The congestion window is a means of stopping a link between the sender and the receiver from getting overloaded with too much traffic.
When a connection is set up, the congestion window, a value maintained independently at each host, is set to a small multiple of the maximum segment size (MSS) allowed on that connection.
Further variance in the congestion window is dictated by an Additive Increase/Multiplicative Decrease approach.

This means that if all segments are received and the acknowledgments reach the sender on time, some constant is added to the window size.
The window keeps growing exponentially until a timeout occurs or the receiver reaches its limit (a threshold value "ssthresh"). *After this the congestion window increases linearly at the rate of 1/(congestion window)packets on each new acknowledgement received.

On timeout:

Congestion window is reset to 1 MSS
"ssthresh" is set to half the congestion window size before packet loss started
"slow start" is initiated.

The flow of data over a TCP connection is also controlled by the use of the receiver advertised TCP Receive Window.
By comparing its own congestion window with the receive window of the receiver, a sender can determine how much data it may send at any given time.

TCP Basics

Source: cse.iitb.ac.in

TCP connection setup is the 3-way handshake after which client and server each have a socket.
When sockets are created, a send and receive buffer is allocated.
When applications write data into socket, it is placed in the send buffer till TCP transmits it.
When data is received by TCP, it is placed in the receive buffer till the application reads it.

What does TCP do with the data? First, it takes data from the send buffer and makes segments.

If enough data available, TCP prefers to make segments of size MSS.
TCP MSS = MTU - IP and TCP headers.
Usually MTU is 1500 bytes, so MSS is 1500 - 20 - 20 = 1460.

If TCP segment is larger than MTU on any path, then IP-level fragmentation occurs.

Usually, hosts try to avoid this.
So they discover the smallest MTU along the path and use this for MSS calculation.

After segmentation Sender adds TCP header.

Among other things (like port numbers), the TCP header has sequence numbers.
Why sequence numbers? Since the channel can reorder and delay packets, sender needs to put a sequence number on packets to tell the receiver which packet is what, so that receiver can suitably reassemble packets.
Also, receiver can use the sequence number to tell sender which packets it got (ACKs) for reliability.

Sequence number can be per-packet or per-byte.

In TCP, sequence number is based in bytes.
Sequence number of packet is the number of the first byte in the packet.
Together with length in the TCP header, we know which packet has which bytes.

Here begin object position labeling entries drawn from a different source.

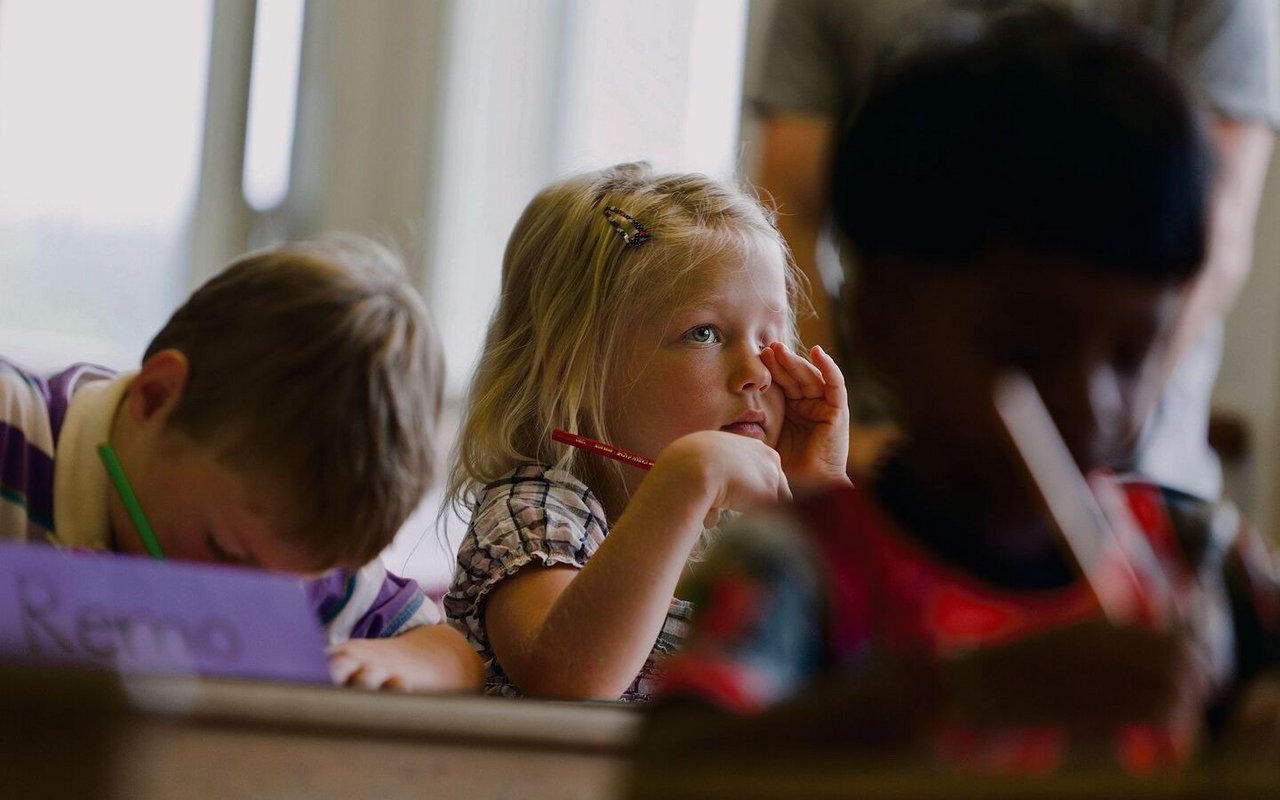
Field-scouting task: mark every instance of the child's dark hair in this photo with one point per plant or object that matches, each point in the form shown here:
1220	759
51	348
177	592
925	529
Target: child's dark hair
1025	128
316	364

The fundamental mechanism for reliability is acknowledgements.

ACKs can be positive ACKs ("I got packet X or bytes Y--Z") or negative ACKs ("I didn't get ...").
ACKs can also be specific to a particular packet ("I got this one") or cumulative ("I got everything up to here").
TCP ACKs are sequence number based and cumulative.
TCP ACK indicates the next sequence number expected, saying "I got everything till X".

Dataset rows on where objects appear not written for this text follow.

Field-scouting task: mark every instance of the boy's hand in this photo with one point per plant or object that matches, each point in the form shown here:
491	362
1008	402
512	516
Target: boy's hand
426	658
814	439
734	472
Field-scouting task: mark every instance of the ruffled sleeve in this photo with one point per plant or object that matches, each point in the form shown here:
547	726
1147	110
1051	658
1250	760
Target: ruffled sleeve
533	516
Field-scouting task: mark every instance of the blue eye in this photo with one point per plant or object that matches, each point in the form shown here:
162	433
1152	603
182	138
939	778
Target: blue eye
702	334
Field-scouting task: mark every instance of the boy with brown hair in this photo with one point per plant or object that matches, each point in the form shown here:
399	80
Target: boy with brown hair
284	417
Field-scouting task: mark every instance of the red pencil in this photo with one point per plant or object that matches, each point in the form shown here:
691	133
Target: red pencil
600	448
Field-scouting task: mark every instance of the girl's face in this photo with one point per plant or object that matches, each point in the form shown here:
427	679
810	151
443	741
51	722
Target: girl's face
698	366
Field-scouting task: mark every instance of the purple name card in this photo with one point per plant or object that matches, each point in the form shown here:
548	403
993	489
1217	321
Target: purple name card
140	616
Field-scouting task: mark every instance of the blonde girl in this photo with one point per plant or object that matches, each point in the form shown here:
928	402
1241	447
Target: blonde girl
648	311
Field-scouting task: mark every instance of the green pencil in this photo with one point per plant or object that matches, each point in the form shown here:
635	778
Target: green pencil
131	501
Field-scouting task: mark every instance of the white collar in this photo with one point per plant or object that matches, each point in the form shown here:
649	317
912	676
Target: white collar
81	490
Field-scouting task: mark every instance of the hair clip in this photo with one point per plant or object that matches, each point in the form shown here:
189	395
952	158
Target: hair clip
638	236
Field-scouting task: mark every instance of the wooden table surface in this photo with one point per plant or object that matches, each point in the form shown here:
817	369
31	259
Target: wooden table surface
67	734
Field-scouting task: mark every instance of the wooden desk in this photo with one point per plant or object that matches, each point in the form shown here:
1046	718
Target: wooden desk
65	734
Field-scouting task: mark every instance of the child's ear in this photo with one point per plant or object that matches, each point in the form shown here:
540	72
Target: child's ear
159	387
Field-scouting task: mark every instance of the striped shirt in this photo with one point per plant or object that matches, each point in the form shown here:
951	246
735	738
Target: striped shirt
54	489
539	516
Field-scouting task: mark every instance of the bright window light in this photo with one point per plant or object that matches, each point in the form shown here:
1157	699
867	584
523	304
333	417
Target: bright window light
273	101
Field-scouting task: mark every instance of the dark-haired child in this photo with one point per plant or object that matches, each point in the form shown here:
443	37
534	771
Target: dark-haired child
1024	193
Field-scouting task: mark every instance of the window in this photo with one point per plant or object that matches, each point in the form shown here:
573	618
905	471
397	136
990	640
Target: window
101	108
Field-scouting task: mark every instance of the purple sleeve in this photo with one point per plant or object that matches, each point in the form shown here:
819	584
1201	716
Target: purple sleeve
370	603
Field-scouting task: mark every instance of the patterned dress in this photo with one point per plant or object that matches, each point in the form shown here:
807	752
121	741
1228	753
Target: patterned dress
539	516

What if ACK is lost or corrupted?

Then sender will unnecessarily resend packet?
So receivers must be capable of handling duplicate segments (seqeuence numbers will help identify duplicates).

So what if a packet is lost? TCP maintains a timer for every segment it sends.

If no ACK within timeout, it must retransmit that segment.(Automatic repeat request or ARQ mechanism)
Timeout is estimated by seeing the RTT values in the past.
Sequence numbers, ACKs, timeouts, and retransmissions form the base of any protocol that provides reliability.

How many segments to send? One option is to send a segment and wait for an ACK before moving on.

So a simple reliability-based protocol would send one packet, wait for ACK, retransmit as many times as needed, before moving on to next packet.
Such "stop-and-wait" protocols waste time, especially if RTTs are long.
For example, suppose a data packet takes time "d" to send, and the RTT for getting an ACK is "T".
Then, only d/(d+T) fraction of time was used in sending, and the sender was idling the rest of the time.
What is the solution? Keep sending packets before waiting for ACKs. Deal with retransmissions later on.
This technique is called "pipelining".
Note that pipelining is not strictly necessary for a reliable protocol, but is highly desirable for performance reasons.

With pipelining, sender can have not just one, but a certain maximum number of packets "outstanding" or "unacknowledged".

When packets at the beginning of this "window" are acked, the window moves forward over the sequence number space.
Hence the name "sliding window" protocols.
The maximum number of packets allowed in the window is called the window size.
TCP is a sliding window protocol.

In a window of packets, what happens if a packet is lost and subsequent packets are received?

The TCP ACK is the next sequence number expected.
So, if there is a gap in sequence space or a "hole" due to some packets lost (or reordered), then the ACK number will still indicate the first sequence number expected to fill the hole.
Every subsequent packet received after the hole will cause the receiver to send an ACK for the same sequence number.
These are called duplicate ACKs. These indicate lost segments.
Sender uses 3 dupacks to retransmit a segment.
This is called fast retransmit, as opposed to timeout-triggered retransmits.
3 dupacks is a form of NACK.

It seems wasteful to only send the same ACK sequence number (dup acks) and not communicate information about what was actually received beyond the hole.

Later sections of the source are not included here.